News and Media
Disputes Plague G20 Summit Before Talks Begin
Confusion about where the traveling American press pool should stand on the tarmac as President Barack Obama, National Security Advisor Susan Rice, and Deputy National Security Advisor Ben Rhodes disembarked from Air Force One led to shouting by a Chinese official.
As the President’s plane arrived at the airport in Hangzhou, the traveling press corp. was brought under the wing of the plane. As Rice and Rhodes attempted to walk from one side of a blue rope holding back the press, to the other side, one member of the Chinese delegation began to shout. A White House official shouted in return that Obama is “our president” and this is “our plane,” but the Chinese official retorted, “This is our country!”
When asked what happened, Rice described the incident as “They did things that weren’t anticipated.”
Obama is in China for a meeting of the G20, the first to take place in that country in the 17-year history of the G20 and only the second time in Asia.

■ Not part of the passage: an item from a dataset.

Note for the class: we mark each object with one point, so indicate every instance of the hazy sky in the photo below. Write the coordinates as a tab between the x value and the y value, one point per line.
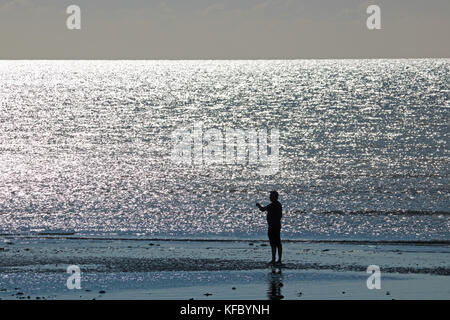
223	29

Disputes with Chinese officials continued to plague the US delegation, even off of the tarmac. On the way to the summit’s venue, Westlake Statehouse, White House staff arriving ahead of the president were stopped at a security checkpoint. A hot argument ensued at the security gate between Chinese officials, White House staff, protocol officers, and the Secret Service, when they tried to enter the building separately from the press.
A Chinese official became angry at the way his fellow Chinese guard was treating the White House staff.
“You don’t push people. No one gave you the right to touch or push anyone around,” he yelled in Chinese at one of the Chinese security officials.
Another Chinese official stepped between the two Chinese men as the security official looked like he was about the strike the other one.
“Calm down, please. Calm down,” a White House official said.
“Stop, please,” said a foreign ministry official in Chinese. “There are reporters here.”